WalnutDSA™: a group theoretic digital signature algorithm

ABSTRACT

This paper presents an in depth discussion of WalnutDSA, a quantum resistant public-key digital signature method based on the one-way function E-multiplication. A key feature of WalnutDSA is that it provides very efficient means of validating digital signatures which is essential for low-powered and constrained devices. This paper presents an in-depth discussion of the construction of the digital signature algorithm, and delves deeply into the underlying mathematics that facilitates analysing the security of the scheme. When implemented using parameters that defeat all known attacks, WalnutDSA is among the fastest quantum resistant signature verification methods; it performs orders of magnitude faster than ECC, even on low-end embedded hardware.

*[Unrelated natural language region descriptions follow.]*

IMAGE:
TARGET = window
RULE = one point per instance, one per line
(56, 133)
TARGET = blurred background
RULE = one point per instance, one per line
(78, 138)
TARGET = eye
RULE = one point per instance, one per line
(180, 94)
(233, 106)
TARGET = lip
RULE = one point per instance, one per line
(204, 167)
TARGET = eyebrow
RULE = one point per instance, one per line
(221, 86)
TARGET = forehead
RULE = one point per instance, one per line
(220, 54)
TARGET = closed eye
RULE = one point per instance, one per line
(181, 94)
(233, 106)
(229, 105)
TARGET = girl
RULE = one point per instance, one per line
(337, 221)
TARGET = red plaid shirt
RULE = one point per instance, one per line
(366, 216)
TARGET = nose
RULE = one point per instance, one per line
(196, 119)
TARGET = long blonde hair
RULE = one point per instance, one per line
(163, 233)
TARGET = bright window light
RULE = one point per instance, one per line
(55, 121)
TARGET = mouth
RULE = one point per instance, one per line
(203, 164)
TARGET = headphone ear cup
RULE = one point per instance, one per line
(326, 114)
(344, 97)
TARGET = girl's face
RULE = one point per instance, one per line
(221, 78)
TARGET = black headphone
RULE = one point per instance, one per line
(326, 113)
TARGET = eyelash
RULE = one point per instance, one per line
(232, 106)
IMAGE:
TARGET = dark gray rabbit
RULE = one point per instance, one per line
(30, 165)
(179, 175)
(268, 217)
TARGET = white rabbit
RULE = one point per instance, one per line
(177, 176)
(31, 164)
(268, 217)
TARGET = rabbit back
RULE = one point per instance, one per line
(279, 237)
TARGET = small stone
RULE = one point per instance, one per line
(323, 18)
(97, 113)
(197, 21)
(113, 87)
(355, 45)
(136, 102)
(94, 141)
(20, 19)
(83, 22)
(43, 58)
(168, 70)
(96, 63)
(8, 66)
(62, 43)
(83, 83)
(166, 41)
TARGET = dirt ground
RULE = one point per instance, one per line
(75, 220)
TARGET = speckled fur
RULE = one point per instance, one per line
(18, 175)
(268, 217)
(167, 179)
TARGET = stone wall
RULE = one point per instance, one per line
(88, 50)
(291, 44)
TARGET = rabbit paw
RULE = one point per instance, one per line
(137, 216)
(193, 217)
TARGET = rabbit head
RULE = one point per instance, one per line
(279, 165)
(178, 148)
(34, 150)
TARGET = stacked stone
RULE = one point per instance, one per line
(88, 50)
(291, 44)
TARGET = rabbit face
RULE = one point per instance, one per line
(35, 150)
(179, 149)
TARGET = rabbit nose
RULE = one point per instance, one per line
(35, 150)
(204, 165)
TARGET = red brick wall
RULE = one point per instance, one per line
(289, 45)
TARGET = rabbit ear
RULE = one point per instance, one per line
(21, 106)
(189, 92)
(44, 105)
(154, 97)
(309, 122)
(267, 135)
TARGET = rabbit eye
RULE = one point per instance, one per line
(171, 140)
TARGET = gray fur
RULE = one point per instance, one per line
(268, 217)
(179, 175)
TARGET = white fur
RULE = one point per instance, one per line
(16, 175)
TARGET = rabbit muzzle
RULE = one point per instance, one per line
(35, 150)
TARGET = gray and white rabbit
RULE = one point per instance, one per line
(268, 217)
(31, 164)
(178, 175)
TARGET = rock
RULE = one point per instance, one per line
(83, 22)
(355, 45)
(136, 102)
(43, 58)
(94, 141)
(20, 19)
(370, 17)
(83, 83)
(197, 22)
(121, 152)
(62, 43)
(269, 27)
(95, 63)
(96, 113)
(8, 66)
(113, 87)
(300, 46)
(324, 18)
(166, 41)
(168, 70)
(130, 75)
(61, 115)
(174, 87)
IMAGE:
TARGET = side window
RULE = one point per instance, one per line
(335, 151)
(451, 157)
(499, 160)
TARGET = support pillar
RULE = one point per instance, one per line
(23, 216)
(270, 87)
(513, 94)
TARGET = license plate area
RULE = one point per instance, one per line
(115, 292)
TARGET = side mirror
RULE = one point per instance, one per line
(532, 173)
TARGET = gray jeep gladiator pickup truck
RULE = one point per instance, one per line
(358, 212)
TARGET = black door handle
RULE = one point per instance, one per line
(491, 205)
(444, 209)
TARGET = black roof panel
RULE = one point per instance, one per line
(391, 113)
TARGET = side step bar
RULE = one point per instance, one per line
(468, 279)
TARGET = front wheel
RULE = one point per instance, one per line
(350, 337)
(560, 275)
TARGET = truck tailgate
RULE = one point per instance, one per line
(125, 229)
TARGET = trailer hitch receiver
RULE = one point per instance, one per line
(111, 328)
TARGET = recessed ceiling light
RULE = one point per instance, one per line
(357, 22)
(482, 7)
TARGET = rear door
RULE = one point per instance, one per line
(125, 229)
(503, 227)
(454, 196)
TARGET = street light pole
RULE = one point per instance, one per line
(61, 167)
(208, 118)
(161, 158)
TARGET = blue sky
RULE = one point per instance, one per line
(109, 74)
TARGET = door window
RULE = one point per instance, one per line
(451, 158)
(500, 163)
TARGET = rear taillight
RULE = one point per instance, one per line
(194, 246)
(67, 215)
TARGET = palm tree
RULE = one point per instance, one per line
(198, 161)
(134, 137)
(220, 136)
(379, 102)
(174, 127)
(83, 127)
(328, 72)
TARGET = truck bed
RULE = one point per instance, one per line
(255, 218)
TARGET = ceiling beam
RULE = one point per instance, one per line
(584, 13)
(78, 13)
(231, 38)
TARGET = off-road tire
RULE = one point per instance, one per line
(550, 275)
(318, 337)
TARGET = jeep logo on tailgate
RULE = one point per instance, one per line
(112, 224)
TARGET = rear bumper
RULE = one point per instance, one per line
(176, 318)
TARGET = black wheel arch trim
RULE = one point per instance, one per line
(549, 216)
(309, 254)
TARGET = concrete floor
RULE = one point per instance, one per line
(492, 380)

WalnutDSA delivers a 12–25× speed improvement over ECDSA on most platforms, and a 31× speed improvement on a 16-bit microcontroller, making it an ideal solution for low-resource processors found in the Internet of Things (IoT).

Keywords:

• Group theoretic cryptography
• digital signature
• e-multiplication
• braids
• internet of things
• IoT

Disclosure statement

No potential conflict of interest was reported by the author(s).

Notes

1 For a weak hash $H_1$ and a strong hash $H_2$, which has twice the output size of $H_1$, an attacker would need to find two messages m and $m^{\mathrm{\prime }}$ that are preimages to the halves of $H_2$ of the desired forgery and then get the signer to use $H_1$ and sign both m and $m^{\mathrm{\prime }}$. For example, the attacker would need to take his or her desired forged message, hash it using SHA2-256, find two preimages with MD5, get the signer to sign those MD5 preimages, and only then can he or she compose a message that would verify with SHA2-256.

2 In practice 128-bit signatures average around $2^{11}$ generators, but different rewriting techniques could extend that. Because the braid group is infinite there are many ways to represent the same signature, however all those ways are well beyond the $2^{14}$ limit.

3 We also think this explains why the Kotov–Menshov–Ushakov attack was as successful as it was.